The two stages use two independent LSTMs, connected through a context vector.

Architecture in Detail

Full Architecture Diagram

The figure below illustrates the Encoder-Decoder structure of Seq2Seq (source: Dive into Deep Learning):

Seq2Seq架构

Detailed layer-level structure:

Seq2Seq详细层结构

Below is an equivalent diagram annotated with text symbols:

                    Encoder                              Decoder
                 (reads source language)                (generates target language)
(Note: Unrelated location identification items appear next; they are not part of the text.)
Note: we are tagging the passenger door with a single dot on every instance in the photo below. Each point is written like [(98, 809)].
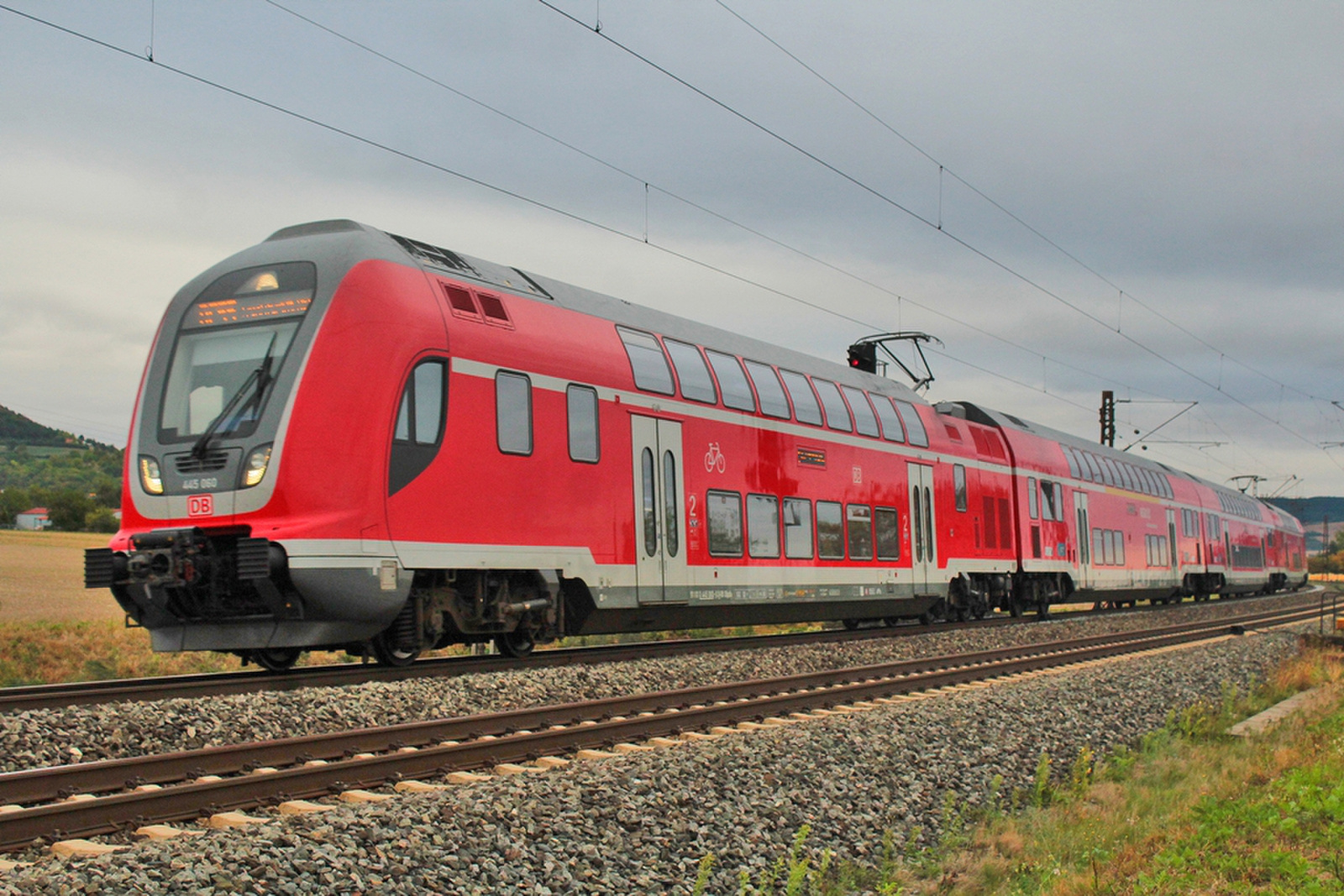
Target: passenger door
[(659, 499), (924, 543), (1084, 539)]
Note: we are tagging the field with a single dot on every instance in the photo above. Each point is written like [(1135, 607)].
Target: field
[(54, 631), (42, 578)]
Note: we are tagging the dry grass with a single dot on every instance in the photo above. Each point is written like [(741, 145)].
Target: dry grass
[(50, 652), (1129, 824), (42, 578)]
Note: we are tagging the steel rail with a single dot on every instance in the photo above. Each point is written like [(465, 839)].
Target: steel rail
[(522, 735), (228, 683), (214, 684)]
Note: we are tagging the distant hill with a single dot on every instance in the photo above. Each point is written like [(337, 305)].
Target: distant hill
[(17, 429), (1314, 511)]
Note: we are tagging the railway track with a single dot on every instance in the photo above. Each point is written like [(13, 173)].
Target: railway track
[(109, 797), (253, 681)]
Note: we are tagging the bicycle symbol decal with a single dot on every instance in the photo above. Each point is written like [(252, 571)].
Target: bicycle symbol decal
[(714, 459)]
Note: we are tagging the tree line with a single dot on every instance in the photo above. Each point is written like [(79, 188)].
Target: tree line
[(81, 490)]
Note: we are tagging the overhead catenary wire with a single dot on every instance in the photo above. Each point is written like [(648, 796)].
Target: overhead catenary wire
[(511, 194), (669, 194), (944, 170), (515, 195), (925, 221)]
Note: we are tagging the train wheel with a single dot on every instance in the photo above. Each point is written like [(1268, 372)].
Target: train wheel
[(515, 644), (390, 654), (277, 658)]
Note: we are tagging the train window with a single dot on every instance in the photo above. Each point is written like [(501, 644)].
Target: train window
[(420, 423), (860, 531), (864, 418), (1156, 546), (991, 530), (773, 402), (725, 512), (806, 407), (1214, 531), (764, 526), (1005, 524), (837, 416), (649, 497), (494, 309), (914, 426), (429, 402), (737, 391), (797, 528), (886, 523), (461, 301), (696, 383), (1050, 503), (669, 504), (584, 430), (648, 363), (891, 429), (1122, 476), (830, 531), (514, 412)]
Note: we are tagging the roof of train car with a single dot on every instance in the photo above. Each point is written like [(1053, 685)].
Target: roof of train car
[(537, 286), (980, 414), (523, 284)]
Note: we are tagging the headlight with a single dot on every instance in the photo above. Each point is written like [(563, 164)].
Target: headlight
[(255, 470), (150, 476)]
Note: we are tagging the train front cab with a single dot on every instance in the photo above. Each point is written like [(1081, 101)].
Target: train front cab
[(241, 527)]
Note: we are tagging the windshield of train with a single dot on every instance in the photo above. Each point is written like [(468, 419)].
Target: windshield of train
[(230, 349)]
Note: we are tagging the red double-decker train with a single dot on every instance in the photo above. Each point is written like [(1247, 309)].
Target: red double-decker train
[(353, 439)]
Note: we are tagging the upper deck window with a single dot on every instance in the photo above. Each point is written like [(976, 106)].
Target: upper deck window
[(773, 402), (648, 363), (837, 416), (914, 426), (864, 418), (891, 429), (691, 371), (233, 343), (806, 407), (737, 391)]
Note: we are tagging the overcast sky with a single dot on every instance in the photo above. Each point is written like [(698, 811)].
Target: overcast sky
[(1183, 161)]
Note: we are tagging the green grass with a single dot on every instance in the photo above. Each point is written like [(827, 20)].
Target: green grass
[(1186, 810)]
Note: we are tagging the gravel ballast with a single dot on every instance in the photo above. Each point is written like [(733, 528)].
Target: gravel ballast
[(642, 822), (111, 731)]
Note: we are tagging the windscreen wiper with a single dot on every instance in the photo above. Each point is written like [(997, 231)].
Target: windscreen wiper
[(260, 378)]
  "我"    "喜欢"    "猫"                    <BOS>    "I"     "like"   "cats"
   ↓        ↓        ↓                       ↓        ↓        ↓        ↓
  Embed    Embed    Embed                   Embed    Embed    Embed    Embed
   ↓        ↓        ↓                       ↓        ↓        ↓        ↓
┌──────┐ ┌──────┐ ┌──────┐    ┌────┐    ┌──────┐ ┌──────┐ ┌──────┐ ┌──────┐
│ LSTM │→│ LSTM │→│ LSTM │───→│ c  │───→│ LSTM │→│ LSTM │→│ LSTM │→│ LSTM │
│  E   │ │  E   │ │  E   │    │    │    │  D   │ │  D   │ │  D   │ │  D   │
└──────┘ └──────┘ └──────┘    └────┘    └──┬───┘ └──┬───┘ └──┬───┘ └──┬───┘
  h₁ᵉ      h₂ᵉ      h₃ᵉ     context       │        │        │        │
                               vector      Wᵥ+soft  Wᵥ+soft  Wᵥ+soft  Wᵥ+soft
                               = h₃ᵉ        ↓        ↓        ↓        ↓
                                          "I"     "like"   "cats"   <EOS>

Key design choices:

The Encoder and Decoder are two independent LSTMs with unshared parameters
Their sole connection point is the context vector $c$
The Decoder is autoregressive: each step's output serves as the next step's input

Mathematical Formulation

Encoding phase:

\[ h_t^{\text{enc}},\ C_t^{\text{enc}} = \text{LSTM}_{\text{enc}}(h_{t-1}^{\text{enc}},\ C_{t-1}^{\text{enc}},\ x_t) \]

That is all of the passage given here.